Der österreichische Indieverlag Leykam ist ein Garant für hochwertige und außergewöhnliche Literatur für Lesende, die sich gerne mal abseits des Mainstreams bewegen. Auch mit “Perfekte Menschen” von Andrea Grill hat er einen Roman verlegt, der meiner Meinung nach nicht den Massengeschmack bedienen wird und das soll und muss er auch nicht.
Grill, die 2019 mit “Cherubino” für den Buchpreis nominiert war, hat für ihren neuesten Roman den albanischen Mythos von Ballaban Badera in ein dystopisches Zukunftsmärchen verwandelt.
In ihrer Zukunft hat der Mensch die Erde vollständig seinem Willen unterworfen. Oder glaubt er das nur? Unsere Abhängigkeit von technischen und digitalen Geräten ist in dieser Zukunft, die Grill entwirft, allumfassend und teilweise Ersatz für zwischenmenschliche Beziehungen geworden.
Eine Sache ist allerdings in Gegenwart und Zukunft gleich: Eltern lieben ihre Kinder und Kinder brauchen ihre Eltern.

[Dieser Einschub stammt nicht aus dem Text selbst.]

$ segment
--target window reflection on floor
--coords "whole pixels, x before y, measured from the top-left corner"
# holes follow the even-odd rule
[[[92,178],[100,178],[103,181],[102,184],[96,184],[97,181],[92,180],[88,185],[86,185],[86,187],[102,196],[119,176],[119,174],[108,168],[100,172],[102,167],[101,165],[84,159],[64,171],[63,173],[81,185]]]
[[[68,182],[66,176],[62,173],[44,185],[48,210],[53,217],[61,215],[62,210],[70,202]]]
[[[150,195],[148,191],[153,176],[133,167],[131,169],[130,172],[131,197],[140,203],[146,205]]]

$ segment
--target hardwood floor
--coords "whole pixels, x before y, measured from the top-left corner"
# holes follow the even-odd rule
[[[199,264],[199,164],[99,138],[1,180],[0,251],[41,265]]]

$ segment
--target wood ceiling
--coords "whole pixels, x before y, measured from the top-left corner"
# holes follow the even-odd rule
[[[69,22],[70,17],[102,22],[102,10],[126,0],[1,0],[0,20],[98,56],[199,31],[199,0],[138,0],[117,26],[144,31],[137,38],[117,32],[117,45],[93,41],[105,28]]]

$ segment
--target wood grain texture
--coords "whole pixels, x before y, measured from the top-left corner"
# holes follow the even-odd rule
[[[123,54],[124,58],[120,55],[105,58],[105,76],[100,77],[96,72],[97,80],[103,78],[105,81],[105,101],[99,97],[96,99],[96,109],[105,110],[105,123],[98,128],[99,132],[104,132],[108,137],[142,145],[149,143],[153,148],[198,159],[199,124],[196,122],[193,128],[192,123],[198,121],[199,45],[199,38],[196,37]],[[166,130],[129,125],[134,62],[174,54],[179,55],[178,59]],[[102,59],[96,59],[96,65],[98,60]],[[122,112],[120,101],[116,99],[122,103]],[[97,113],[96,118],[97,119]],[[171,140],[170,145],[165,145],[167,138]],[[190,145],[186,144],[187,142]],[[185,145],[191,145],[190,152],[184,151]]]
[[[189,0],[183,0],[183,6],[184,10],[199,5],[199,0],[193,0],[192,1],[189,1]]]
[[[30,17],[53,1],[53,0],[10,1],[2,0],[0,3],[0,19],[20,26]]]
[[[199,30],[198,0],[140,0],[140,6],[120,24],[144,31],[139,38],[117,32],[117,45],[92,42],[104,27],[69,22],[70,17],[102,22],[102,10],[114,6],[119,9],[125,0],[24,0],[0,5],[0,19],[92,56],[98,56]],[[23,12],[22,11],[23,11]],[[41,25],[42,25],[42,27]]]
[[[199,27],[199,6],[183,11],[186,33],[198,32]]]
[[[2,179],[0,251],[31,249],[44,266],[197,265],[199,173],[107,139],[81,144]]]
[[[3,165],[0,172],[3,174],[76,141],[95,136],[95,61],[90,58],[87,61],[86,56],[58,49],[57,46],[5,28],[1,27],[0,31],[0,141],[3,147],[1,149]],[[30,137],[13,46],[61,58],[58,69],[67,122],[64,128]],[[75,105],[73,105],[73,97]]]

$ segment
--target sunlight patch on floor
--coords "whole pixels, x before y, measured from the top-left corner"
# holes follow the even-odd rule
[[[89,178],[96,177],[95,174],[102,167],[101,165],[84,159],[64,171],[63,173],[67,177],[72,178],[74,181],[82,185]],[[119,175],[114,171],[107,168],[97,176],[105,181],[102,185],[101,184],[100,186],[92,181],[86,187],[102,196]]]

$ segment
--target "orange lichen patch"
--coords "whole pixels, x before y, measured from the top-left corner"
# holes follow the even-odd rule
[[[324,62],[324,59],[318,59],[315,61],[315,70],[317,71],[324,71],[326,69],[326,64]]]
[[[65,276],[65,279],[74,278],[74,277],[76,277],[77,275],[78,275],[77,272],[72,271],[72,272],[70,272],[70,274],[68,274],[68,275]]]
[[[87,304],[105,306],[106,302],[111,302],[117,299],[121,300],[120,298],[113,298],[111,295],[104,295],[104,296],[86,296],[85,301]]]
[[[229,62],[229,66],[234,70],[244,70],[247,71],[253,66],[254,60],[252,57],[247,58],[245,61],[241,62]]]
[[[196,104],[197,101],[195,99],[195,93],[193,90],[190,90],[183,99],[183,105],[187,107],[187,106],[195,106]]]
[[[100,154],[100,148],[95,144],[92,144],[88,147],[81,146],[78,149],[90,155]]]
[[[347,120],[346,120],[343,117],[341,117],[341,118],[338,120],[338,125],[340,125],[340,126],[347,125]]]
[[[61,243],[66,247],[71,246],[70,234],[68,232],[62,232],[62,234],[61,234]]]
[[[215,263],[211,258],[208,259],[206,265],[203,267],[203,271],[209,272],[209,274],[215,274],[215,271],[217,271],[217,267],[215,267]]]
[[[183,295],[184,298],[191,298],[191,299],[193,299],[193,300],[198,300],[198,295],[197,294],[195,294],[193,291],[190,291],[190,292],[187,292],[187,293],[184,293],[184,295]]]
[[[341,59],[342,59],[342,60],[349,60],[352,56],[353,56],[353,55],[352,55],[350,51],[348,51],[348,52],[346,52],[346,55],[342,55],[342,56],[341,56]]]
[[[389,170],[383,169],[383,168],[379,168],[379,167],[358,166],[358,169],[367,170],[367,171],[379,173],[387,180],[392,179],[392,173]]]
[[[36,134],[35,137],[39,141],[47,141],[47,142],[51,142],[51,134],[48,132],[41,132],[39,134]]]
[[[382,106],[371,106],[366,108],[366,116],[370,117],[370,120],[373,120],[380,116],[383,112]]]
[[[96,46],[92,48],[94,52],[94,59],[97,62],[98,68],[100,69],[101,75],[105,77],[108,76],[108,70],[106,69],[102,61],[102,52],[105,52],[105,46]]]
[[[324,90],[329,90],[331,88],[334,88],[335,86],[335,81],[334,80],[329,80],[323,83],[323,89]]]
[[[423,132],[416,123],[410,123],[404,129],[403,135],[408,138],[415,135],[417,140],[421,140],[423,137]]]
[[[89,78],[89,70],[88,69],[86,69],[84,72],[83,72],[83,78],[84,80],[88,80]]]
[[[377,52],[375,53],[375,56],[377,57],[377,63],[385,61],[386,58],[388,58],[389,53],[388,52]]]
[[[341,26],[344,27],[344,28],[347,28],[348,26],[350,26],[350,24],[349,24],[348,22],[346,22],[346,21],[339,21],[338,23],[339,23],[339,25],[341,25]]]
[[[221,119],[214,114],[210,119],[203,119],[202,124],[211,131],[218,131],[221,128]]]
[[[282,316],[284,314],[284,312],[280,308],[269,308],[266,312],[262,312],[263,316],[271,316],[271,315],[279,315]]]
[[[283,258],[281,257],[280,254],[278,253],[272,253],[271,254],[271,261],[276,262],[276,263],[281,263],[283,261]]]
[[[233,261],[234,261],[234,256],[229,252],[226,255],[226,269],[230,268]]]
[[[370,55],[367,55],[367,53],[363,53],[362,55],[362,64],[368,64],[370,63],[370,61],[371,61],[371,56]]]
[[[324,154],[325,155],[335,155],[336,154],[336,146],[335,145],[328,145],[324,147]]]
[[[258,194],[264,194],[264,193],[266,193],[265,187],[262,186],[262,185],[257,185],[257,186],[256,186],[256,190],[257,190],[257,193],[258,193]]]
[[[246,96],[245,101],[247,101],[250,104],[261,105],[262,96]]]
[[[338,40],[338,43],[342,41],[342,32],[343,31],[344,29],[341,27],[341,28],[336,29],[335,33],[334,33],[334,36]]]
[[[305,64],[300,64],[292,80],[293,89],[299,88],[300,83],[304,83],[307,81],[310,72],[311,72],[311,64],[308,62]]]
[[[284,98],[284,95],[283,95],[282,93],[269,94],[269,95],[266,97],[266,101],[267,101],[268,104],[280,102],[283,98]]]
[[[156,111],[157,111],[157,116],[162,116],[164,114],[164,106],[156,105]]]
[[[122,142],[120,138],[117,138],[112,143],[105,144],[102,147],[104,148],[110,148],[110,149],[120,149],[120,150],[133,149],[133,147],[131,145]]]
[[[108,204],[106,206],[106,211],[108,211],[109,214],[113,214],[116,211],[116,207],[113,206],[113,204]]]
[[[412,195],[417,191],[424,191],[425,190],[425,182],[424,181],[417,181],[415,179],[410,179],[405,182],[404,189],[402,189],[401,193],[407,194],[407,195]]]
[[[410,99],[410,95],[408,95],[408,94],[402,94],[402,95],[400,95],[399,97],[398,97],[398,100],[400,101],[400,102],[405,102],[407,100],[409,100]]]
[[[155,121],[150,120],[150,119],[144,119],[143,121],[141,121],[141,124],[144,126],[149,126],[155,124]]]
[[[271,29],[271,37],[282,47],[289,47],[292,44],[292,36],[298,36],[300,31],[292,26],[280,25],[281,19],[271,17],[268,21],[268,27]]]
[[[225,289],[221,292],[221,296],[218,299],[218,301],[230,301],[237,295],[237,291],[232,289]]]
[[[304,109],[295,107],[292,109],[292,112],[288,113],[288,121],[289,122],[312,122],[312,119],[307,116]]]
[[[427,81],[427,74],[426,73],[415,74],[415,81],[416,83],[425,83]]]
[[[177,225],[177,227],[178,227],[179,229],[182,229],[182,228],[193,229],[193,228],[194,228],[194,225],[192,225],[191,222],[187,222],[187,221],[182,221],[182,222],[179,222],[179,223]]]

Deswegen ist die Angst in der albanischen Region von Mat groß, denn dort werden viele Jungen ab einem gewissen Alter von Milizen entführt und in voll überwachten Camps einer Gehirnwäsche unterzogen. Vorgeblich sollen sie dort Kämpfer und perfekte Menschen werden.
Perfekte Menschen?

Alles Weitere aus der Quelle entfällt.